Use isinstance() to check protocol implementation at runtime:

from typing import runtime_checkable
from arshai.core.interfaces import IAgent

@runtime_checkable
class IAgent(Protocol):
    async def process(self, input: IAgentInput) -> Any: ...

agent = MyCustomAgent()
if isinstance(agent, IAgent):
    result = await agent.process(input)

Type Hints

All interfaces use proper type hints for IDE support:

from arshai.core.interfaces import ILLM, ILLMInput

async def chat_with_llm(llm: ILLM, message: str) -> dict:
    """IDE provides autocomplete and type checking"""
    input_data = ILLMInput(
        system_prompt="You are helpful",
        user_message=message
    )
    return await llm.chat(input_data)

Validation

Pydantic Validation

All DTOs include automatic validation:

from arshai.core.interfaces import ILLMInput

# Automatic validation
llm_input = ILLMInput(
    system_prompt="",  # Will raise ValidationError
    user_message="Hello"
)

# Custom validators
class ILLMInput(IDTO):
    @model_validator(mode='before')
    @classmethod
    def validate_input(cls, data):
        if not data.get('system_prompt'):
            raise ValueError("system_prompt is required")
        return data

Field Validation

Use Pydantic field validators for custom logic:

from pydantic import Field, field_validator

class CustomInput(IDTO):
    temperature: float = Field(ge=0.0, le=2.0)
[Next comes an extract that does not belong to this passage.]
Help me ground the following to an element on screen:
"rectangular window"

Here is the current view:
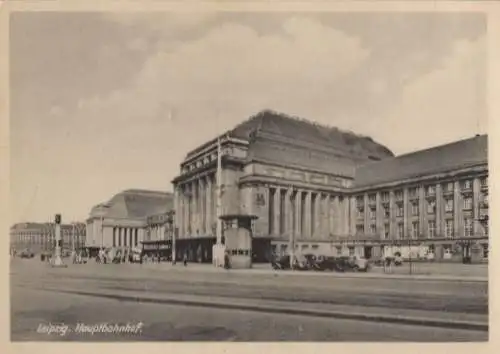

    @field_validator('temperature')
    @classmethod
    def validate_temperature(cls, v):
        if v > 1.0:
            print("Warning: High temperature may produce random results")
        return v

Contributing to API Documentation

The API reference is maintained alongside the codebase. To improve documentation:

  1. Inline Docstrings: Add comprehensive docstrings to interfaces and classes

  2. Type Hints: Use complete type annotations for all parameters and returns

  3. Examples: Include usage examples in docstrings

  4. Validation: Document validation rules and constraints

See Extending Arshai for contribution guidelines.